All rights reserved.


Education is the answer

to our social woes, and not

the get-a-good-job-after-high-school,

but the deep plodding kind, the making-

of-many-books kind, get-everybody-

together-to-debate-the-big-questions


kind. When I’m in Walmart

and some kid dangling by the wrist

is screaming, his mom in shorts that

slice her thighs saying something

deep to him through her teeth,

her long hair smelling like she has


more than one job, I know it’s not her fault.

She’s carrying a combination wallet/

cigarette case with a pocket for the lighter.

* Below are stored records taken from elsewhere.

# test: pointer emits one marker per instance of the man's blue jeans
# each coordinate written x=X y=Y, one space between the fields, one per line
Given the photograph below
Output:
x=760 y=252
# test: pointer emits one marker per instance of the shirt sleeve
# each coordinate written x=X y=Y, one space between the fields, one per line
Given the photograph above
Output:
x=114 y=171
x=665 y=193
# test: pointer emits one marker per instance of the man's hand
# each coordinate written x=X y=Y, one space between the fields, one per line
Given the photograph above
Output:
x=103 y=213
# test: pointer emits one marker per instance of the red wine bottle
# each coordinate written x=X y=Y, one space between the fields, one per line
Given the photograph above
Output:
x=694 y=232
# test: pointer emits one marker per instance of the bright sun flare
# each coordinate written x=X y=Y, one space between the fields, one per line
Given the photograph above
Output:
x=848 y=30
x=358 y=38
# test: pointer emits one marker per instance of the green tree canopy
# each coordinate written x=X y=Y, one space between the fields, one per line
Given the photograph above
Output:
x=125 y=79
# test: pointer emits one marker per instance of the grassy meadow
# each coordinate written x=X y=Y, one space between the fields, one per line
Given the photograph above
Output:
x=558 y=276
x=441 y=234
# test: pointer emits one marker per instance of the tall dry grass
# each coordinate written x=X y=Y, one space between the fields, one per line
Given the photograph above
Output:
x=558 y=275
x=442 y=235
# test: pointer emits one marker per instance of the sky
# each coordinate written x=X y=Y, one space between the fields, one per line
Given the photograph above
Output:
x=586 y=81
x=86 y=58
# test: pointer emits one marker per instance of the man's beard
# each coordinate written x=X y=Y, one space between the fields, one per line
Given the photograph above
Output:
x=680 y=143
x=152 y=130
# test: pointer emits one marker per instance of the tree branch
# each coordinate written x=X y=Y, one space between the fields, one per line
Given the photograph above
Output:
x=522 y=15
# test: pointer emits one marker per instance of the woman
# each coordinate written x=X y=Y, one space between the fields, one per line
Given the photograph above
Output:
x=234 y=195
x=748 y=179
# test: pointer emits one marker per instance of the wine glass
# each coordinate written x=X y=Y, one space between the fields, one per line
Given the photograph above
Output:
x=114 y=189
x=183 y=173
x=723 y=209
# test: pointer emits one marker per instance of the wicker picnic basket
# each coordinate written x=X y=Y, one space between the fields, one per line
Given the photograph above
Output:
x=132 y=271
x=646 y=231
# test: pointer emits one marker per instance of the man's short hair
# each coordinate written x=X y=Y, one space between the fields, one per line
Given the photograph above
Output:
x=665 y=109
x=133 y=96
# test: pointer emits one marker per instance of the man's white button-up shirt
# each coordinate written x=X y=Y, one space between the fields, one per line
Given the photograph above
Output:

Her husband — well, the father of her last two,

her divorce isn’t final from her ex —

is waiting in the truck, a Ford. Her dad


had a problem with that until they went

duck hunting and worked it

out. Her man didn’t graduate

even though his junior high let

the boys go when trawling season

began, but each year going back got harder.


She took typing and bookkeeping

and even AP math. She says she manages

a convenience store, where you learn

how to just take on the present.

Right now she just needs

to find that pearl snap for her oldest


and why is it suddenly so dang hard

to find a boy’s twelve pearl snap?

There’re a few like her in every cow town.

When the copter brings a woman’s

child — a certain woman of that kind —

from the parish or the county


to the city, and we all stand around

the trauma bay watching environmental services

sweep up the gauze wrap and cut clothes,

and that woman from the boonies

is still not here, driving her husband’s

truck as hard and steady as she can,


I’ll meet her in family consult

or stand her in the shiny hallway —

she’ll go anywhere — and depending

on what the test tube intern has to say,

she’ll either squat, lay her forearm

against her stomach, and loose


that first wail-groan that defies conceit,

or she’ll tutor me in the language

of living in good faith, of staring

down what I have to say and

opening her mind to it, taking

it in like a nursling and knowing it


whole until the two can sleep side by side.

We tell her, it’s gonna be a long road, and

she says, as long as there’s a road, I’m on it.